The ocean is clearly different on the morning in question both in its feel and in the fish. It’s not until she’s at the end of her regular swim, tired and ready to go home to breakfast, that she realizes she’s picked up a baby gray whale along the way. If Cox gets out of the water, the confused calf most likely will try to follow her. And, if it does so, it will die.

Cox swims out to the reef again and again to try to find the baby’s missing mother who she realizes is out there somewhere in the vast ocean. Fishermen and oil riggers and others on shore enlist in the search, making for an early morning drama not unlike The Perfect Storm and Into Thin Air. Without divulging the outcome, let it be said Cox’s prose will have the reader turning pages.

Long-distance swimmer Cox affords even the ocean-phobic an opportunity to imagine the joys and pitfalls of her passion.
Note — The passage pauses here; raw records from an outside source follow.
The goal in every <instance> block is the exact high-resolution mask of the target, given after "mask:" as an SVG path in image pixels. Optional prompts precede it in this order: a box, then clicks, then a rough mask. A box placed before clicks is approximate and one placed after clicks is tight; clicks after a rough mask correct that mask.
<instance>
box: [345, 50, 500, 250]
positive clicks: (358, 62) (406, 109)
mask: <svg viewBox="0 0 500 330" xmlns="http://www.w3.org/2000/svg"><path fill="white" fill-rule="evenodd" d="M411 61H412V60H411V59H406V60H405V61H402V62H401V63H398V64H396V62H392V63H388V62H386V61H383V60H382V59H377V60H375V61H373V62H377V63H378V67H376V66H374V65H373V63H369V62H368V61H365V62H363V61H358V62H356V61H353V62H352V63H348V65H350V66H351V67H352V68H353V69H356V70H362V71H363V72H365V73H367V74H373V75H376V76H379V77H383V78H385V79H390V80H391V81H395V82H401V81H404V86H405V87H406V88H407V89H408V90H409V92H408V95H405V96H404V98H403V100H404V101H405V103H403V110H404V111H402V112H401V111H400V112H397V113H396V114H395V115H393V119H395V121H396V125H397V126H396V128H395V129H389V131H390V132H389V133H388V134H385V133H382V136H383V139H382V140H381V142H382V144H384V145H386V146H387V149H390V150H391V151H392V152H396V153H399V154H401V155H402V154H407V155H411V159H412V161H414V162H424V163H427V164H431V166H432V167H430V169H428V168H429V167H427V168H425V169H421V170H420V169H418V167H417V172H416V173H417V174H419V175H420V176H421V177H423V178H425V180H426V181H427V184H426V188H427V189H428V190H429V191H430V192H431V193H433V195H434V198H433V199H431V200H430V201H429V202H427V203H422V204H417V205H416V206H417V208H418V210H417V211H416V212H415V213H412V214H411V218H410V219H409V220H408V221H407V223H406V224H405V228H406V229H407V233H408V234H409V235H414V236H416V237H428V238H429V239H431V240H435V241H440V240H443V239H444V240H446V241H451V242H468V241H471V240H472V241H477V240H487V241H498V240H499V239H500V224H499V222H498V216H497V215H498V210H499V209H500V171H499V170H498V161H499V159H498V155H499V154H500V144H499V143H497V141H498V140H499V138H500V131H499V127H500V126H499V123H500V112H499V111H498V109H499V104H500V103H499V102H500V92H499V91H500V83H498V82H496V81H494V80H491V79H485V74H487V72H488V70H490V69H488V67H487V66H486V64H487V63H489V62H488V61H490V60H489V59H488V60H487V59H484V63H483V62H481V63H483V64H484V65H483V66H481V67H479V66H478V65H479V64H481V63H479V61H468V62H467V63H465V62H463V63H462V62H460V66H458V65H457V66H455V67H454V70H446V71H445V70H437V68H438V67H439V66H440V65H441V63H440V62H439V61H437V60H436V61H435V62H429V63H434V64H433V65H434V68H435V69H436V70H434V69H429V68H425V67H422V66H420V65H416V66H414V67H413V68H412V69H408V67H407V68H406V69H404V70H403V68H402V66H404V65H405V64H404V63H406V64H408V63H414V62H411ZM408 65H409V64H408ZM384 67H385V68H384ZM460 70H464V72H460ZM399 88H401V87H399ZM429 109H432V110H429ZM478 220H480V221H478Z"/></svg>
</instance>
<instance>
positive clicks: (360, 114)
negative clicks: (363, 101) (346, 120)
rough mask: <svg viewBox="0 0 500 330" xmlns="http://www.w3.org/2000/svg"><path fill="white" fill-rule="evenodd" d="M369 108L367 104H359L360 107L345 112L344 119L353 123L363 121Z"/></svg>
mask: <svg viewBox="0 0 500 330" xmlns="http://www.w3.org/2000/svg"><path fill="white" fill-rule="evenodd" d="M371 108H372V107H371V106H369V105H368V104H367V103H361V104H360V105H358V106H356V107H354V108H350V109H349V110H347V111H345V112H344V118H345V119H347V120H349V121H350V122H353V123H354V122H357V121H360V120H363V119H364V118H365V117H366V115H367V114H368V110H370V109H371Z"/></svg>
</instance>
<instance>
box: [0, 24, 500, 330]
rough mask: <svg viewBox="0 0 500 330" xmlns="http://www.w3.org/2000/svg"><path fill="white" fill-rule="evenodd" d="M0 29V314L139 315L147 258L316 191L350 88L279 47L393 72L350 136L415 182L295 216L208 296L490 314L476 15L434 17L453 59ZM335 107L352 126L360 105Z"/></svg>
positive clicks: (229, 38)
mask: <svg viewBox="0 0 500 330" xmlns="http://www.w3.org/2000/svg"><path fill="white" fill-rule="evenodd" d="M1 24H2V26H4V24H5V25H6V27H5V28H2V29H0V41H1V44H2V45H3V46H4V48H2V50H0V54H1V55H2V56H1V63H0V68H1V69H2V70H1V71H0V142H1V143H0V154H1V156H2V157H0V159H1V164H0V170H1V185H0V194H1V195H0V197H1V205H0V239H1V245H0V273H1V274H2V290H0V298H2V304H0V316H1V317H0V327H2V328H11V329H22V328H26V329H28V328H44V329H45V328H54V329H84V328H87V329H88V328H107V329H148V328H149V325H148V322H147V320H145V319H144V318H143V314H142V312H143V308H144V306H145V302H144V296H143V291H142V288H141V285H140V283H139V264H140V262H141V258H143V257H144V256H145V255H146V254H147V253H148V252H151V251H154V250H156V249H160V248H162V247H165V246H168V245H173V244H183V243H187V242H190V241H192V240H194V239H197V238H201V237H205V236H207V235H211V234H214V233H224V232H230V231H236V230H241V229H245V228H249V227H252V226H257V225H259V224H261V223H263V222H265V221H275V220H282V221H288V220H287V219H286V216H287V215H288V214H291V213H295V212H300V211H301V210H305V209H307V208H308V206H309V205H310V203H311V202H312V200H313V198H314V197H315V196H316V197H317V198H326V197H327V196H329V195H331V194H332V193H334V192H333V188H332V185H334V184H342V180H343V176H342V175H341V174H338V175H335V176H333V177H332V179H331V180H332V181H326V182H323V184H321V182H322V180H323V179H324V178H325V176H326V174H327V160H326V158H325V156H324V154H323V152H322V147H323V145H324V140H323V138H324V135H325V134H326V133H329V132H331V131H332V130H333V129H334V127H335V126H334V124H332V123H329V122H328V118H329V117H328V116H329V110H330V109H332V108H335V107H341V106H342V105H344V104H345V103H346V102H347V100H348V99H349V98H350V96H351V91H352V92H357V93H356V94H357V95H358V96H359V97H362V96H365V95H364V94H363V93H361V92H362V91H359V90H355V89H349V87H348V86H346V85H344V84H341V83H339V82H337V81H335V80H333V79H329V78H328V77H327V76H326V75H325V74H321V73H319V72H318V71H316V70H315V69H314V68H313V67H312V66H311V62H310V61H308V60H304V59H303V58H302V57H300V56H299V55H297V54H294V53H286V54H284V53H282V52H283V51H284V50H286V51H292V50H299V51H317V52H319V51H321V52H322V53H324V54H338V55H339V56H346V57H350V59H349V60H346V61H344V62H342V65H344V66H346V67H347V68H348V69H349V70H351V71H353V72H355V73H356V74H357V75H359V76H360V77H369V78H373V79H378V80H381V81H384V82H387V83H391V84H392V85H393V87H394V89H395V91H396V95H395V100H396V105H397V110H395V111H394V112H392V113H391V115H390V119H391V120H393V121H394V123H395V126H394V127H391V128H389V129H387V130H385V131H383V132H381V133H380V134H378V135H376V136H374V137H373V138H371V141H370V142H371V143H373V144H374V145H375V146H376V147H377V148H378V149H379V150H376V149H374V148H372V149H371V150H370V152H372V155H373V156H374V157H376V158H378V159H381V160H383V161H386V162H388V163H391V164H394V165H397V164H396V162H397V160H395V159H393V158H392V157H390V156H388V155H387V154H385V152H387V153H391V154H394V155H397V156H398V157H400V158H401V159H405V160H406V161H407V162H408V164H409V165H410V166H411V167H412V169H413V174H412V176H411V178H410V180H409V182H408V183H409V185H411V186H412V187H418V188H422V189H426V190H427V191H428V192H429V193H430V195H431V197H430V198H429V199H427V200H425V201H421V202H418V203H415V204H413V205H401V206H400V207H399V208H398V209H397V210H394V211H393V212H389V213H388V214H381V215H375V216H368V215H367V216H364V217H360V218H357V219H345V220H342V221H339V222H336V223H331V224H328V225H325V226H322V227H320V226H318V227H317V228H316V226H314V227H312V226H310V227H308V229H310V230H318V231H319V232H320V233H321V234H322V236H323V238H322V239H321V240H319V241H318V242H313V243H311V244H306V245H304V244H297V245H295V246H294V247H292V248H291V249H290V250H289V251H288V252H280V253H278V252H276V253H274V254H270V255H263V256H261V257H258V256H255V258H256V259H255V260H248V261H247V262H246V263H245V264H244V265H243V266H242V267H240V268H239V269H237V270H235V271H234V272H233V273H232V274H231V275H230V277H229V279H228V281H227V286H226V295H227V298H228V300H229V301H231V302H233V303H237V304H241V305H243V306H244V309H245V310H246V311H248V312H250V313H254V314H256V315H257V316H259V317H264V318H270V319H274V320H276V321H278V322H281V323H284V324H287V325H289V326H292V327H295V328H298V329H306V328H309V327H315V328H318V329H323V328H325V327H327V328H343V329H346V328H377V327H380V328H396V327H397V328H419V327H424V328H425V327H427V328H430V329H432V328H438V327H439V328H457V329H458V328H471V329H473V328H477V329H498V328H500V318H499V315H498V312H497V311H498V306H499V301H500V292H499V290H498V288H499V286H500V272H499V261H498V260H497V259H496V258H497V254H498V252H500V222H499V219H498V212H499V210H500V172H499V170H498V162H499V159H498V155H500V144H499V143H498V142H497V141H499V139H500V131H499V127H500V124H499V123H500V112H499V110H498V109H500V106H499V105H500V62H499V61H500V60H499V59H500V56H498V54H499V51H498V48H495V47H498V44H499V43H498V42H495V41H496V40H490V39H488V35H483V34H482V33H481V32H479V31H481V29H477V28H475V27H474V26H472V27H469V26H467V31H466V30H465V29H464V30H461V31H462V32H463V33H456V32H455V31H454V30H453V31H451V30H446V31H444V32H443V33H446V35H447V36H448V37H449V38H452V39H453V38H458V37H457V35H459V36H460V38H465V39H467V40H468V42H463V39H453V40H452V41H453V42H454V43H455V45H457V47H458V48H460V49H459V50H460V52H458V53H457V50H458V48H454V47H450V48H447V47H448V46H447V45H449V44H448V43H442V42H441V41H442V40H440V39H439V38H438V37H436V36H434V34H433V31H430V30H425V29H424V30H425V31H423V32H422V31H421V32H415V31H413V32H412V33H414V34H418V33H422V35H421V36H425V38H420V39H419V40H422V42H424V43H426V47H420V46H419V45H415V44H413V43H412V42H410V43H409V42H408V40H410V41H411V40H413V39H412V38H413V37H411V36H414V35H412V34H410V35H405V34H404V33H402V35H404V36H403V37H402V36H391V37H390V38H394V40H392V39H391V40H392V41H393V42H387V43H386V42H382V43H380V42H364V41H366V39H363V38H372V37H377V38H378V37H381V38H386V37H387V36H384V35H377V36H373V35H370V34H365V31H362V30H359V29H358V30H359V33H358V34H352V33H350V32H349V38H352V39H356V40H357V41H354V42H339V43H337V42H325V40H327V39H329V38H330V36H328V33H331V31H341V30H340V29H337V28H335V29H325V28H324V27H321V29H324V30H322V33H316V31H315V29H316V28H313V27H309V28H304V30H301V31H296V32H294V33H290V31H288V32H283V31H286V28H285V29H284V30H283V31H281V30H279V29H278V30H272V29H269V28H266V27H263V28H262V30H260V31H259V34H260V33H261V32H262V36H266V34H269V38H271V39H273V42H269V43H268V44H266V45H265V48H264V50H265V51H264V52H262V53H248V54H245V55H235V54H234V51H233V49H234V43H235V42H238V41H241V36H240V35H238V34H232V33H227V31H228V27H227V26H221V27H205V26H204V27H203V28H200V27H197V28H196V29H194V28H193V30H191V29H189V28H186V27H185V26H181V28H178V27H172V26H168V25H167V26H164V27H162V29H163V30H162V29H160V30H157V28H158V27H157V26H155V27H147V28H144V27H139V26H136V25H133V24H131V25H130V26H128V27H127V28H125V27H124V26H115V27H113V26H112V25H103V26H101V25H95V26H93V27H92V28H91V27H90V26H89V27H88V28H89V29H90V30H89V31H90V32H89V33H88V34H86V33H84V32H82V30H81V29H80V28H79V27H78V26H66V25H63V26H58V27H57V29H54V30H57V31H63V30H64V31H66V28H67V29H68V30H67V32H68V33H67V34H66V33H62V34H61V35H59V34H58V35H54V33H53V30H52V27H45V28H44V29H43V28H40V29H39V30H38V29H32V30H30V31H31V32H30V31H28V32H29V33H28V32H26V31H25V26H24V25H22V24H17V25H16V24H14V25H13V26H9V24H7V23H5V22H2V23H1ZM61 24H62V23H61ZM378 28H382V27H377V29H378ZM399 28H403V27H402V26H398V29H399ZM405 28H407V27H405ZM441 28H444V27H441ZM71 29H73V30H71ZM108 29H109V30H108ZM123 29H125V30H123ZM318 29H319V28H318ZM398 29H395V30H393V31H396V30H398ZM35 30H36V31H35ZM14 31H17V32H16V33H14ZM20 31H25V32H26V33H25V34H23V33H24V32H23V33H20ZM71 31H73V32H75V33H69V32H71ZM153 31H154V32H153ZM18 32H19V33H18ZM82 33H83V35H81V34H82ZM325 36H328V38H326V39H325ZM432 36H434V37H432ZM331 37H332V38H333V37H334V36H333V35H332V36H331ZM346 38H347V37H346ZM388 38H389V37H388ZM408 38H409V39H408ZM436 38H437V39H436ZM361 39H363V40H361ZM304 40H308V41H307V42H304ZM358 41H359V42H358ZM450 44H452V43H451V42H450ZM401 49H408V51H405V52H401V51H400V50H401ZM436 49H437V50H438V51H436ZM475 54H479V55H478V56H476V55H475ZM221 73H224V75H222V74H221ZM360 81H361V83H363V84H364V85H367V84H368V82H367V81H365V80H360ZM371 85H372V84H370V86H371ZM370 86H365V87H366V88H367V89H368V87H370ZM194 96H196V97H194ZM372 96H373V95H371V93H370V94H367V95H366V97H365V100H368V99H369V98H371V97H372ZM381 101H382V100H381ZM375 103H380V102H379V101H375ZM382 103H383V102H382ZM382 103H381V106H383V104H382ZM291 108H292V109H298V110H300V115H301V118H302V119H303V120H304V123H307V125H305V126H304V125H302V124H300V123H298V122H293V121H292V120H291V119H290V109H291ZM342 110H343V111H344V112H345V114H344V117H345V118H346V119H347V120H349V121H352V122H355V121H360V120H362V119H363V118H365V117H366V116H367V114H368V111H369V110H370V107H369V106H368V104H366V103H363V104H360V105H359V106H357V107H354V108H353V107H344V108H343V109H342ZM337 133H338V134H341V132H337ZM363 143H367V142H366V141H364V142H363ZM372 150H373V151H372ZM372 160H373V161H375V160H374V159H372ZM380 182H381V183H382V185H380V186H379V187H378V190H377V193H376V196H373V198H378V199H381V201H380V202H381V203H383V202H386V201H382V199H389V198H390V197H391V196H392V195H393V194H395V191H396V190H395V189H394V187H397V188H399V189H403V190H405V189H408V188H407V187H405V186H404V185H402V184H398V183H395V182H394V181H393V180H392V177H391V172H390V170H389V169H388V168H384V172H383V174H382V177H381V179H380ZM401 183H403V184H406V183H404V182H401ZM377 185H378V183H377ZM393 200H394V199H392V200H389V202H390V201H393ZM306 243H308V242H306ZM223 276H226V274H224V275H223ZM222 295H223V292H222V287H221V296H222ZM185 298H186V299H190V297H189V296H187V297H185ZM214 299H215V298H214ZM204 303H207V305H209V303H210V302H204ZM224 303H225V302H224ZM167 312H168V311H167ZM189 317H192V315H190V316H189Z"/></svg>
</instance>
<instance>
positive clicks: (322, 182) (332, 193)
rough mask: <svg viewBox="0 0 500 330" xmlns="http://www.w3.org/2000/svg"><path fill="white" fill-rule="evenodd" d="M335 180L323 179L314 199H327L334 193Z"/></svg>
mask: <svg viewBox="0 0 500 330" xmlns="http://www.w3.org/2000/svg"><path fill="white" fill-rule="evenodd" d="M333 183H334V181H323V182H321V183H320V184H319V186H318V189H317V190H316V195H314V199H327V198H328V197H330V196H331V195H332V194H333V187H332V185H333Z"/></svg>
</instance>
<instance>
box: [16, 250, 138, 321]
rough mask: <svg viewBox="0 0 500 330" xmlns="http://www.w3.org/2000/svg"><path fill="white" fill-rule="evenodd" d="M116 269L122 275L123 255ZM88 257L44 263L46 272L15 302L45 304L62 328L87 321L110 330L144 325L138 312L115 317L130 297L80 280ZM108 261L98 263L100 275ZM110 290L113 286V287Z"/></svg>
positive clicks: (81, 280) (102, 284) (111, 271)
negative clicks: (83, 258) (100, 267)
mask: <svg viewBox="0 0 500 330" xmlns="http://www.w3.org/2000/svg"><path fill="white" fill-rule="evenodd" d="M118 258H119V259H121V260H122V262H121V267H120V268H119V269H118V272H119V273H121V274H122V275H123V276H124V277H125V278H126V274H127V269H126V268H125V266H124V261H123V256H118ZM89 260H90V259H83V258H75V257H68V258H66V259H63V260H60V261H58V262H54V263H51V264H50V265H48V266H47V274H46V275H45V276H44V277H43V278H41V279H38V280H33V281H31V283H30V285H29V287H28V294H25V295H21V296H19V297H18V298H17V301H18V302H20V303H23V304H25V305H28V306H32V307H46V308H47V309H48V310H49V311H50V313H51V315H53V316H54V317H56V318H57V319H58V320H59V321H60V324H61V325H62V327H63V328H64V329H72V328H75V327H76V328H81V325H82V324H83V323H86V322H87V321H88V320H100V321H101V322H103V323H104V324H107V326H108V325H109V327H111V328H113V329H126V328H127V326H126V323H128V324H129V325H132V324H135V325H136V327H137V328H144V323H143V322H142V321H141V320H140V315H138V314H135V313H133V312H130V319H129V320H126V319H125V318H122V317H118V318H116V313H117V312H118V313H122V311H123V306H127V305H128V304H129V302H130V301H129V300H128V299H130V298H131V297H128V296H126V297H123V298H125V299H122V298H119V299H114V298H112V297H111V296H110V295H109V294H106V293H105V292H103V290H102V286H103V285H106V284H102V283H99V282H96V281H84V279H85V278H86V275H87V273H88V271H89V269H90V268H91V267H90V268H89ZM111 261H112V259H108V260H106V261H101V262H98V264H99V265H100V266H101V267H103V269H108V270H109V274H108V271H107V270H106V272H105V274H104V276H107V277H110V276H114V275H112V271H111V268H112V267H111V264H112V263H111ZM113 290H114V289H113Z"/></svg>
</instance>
The irritation of sand in her swimsuit: “If I didn’t stop now it would soon be worse than running with a pebble in my shoe.” The thrill of swimming with albacore tuna: “I enjoyed feeling the way the water wavered and yawed as the tuna zipped to the right and left of me.” Cox communicates with the baby whale by looking into his grey eye; he returns the gaze. The reader has no doubt that the two are indeed exchanging not just looks but thoughts and ideas about how to find his mother.

Perfect for a plane ride, an evening in a hotel, or simply a quiet afternoon at home, Grayson is a destination well worth the journey. Highly recommended.